Boolean searching allows the user to combine or limit words and phrases in an online search in order to retrieve relevant results. Using the Boolean terms: AND, OR, NOT, the searcher is able to define relationships among concepts.


Use OR to broaden search results. This expands the search to include all records containing either concept. Think of using OR in terms of synonyms or related terms; for example "challenges" OR "barriers" OR "weaknesses"; or in the illustration below endangered OR birds. However, this increases the possibility of reducing relevancy if you haven't selected the best keywords or concepts relationships.



Use AND to narrow search results. You're instructing the resource to retrieve only those documents or records containing both words or phrases; for example "online programs" AND "student success;" or in the illustration below endangered AND birds. The more terms added to the search, the narrower the results will be.
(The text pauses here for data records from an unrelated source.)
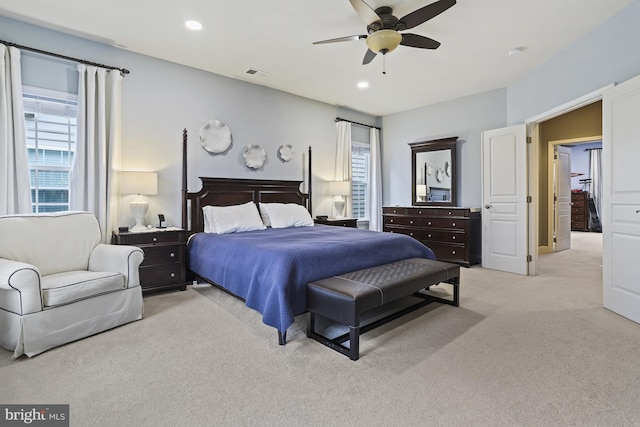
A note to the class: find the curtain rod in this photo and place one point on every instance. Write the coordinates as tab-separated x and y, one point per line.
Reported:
69	58
338	119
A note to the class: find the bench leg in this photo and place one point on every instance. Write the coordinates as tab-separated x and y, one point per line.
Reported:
354	342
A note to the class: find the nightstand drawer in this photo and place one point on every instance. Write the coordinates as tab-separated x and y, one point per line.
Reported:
166	274
162	254
153	238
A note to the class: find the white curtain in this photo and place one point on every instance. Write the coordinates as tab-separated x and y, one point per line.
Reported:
15	190
595	172
375	182
93	179
342	170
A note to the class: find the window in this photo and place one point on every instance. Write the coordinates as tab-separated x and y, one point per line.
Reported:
360	155
50	119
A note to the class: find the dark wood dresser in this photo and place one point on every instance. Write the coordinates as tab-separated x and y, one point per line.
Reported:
165	257
452	233
579	211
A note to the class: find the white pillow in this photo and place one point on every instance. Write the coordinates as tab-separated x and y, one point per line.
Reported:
232	219
282	215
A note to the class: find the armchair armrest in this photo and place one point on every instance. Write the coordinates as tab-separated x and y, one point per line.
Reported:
121	258
22	281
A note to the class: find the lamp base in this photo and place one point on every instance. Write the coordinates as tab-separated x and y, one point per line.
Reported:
339	205
139	208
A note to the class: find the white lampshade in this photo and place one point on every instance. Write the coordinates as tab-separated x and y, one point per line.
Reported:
339	188
384	41
140	183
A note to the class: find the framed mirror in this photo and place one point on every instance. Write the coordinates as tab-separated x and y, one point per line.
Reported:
433	172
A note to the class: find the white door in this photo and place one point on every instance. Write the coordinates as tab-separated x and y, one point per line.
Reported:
621	199
562	204
504	199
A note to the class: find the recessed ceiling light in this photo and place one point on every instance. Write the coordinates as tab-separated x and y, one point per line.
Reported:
516	51
193	25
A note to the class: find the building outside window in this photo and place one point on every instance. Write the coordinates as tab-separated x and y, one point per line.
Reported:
50	119
360	160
Relevance of the retrieved items may depend upon the proximity of the words in the record (next to or near each other and in context).
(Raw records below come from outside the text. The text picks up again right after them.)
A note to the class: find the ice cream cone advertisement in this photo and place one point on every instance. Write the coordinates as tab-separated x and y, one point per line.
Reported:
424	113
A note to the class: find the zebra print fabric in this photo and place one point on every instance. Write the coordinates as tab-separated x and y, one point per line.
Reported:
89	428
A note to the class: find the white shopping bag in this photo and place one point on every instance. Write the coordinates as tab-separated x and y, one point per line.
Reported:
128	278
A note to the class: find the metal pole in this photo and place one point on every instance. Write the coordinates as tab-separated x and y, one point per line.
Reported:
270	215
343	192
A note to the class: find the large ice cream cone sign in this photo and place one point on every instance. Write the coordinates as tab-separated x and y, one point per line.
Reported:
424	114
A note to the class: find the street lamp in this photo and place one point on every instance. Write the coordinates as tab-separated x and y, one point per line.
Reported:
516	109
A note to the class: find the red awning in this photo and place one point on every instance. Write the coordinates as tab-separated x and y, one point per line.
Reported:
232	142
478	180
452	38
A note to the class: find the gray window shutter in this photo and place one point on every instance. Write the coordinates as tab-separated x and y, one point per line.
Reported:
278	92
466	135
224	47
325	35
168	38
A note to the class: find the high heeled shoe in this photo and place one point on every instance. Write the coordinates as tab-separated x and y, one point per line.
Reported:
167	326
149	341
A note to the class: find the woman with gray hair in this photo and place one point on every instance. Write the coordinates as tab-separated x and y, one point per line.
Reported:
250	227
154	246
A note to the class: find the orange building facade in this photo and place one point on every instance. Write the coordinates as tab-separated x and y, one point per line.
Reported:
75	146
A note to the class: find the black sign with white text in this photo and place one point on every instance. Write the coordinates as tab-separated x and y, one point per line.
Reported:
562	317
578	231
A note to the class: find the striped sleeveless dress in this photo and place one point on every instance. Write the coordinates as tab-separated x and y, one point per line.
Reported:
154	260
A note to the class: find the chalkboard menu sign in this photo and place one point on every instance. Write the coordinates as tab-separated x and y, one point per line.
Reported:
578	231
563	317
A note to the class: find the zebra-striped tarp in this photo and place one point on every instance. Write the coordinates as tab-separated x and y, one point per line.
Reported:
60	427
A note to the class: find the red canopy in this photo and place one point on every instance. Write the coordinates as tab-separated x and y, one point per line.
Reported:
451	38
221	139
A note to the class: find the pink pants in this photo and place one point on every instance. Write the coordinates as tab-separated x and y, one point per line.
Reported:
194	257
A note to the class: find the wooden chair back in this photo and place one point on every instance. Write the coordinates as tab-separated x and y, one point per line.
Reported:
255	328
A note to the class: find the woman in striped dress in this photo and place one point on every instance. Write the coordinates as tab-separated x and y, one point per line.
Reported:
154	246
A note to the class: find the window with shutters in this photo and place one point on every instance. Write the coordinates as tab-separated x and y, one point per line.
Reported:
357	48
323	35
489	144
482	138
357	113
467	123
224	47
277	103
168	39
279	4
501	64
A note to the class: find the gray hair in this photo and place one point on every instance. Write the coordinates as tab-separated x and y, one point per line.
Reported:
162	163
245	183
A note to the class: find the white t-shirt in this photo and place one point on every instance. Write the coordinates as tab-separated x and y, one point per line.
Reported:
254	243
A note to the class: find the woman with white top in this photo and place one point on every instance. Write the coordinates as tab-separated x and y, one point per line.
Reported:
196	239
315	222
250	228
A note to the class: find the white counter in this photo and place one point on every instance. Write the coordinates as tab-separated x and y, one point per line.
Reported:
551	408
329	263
Use NOT to narrow search results by eliminating specific words or phrases from the search results; for example student AND performance NOT musical will eliminate articles about student musical performances. While an effective strategy to reduce results, it may also eliminate documents with high relevancy to your topic.
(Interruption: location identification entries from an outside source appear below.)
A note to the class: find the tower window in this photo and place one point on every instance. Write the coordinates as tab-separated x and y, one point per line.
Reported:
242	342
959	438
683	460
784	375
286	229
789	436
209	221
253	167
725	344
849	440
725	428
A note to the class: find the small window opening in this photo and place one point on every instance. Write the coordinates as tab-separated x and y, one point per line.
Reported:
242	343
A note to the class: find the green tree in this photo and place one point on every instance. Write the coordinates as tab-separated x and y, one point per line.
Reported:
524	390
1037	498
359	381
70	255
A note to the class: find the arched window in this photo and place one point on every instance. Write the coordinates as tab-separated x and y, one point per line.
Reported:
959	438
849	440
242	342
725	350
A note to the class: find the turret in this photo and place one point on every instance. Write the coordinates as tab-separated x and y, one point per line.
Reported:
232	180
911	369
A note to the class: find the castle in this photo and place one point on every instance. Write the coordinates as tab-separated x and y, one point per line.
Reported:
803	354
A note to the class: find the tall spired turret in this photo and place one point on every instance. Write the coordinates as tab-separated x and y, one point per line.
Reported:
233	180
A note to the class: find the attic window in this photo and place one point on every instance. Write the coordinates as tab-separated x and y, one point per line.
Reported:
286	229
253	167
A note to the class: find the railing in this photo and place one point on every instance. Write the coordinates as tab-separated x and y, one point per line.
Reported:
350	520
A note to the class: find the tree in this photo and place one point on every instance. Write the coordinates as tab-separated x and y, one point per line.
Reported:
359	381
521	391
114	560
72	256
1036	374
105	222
Boolean images obtained from The Boolean Machine by Rockwell Shrock,, retrieved 28 September 2017.

Use Boolean Commands

  • OR: finds the specified search terms together or separately (gets more results)
    • i.e.: cats or dogs
  • AND (+): requires that all search terms be present.
    • i.e.: cats and dogs
  • NOT(-): exludes that term from the results (narrows results)
    • i.e.: bush not president
  • ~word: finds synonyms of the word
    • i.e.: plants and ~shrubs
  • "Quotes" locate exact term "inside the quotes"
    • i.e.: "the revolution will not be televised"
  • Truncation and Wildcard(*, ?,#) searches for all variations of a word and alternate spellings, particularly in databases such as EBSCOhost
    • Truncation finds alternate endings of a word, i.e., microb* = microbes, microbiology, microbial, microbacteria etc.
    • Wildcard ? replaces a single character in a word, i.e.: ne?t = neat, nest and next
    • Wildcard # searches for possible alternate spellings, i.e., colo#r = color or colour (American vs British spelling)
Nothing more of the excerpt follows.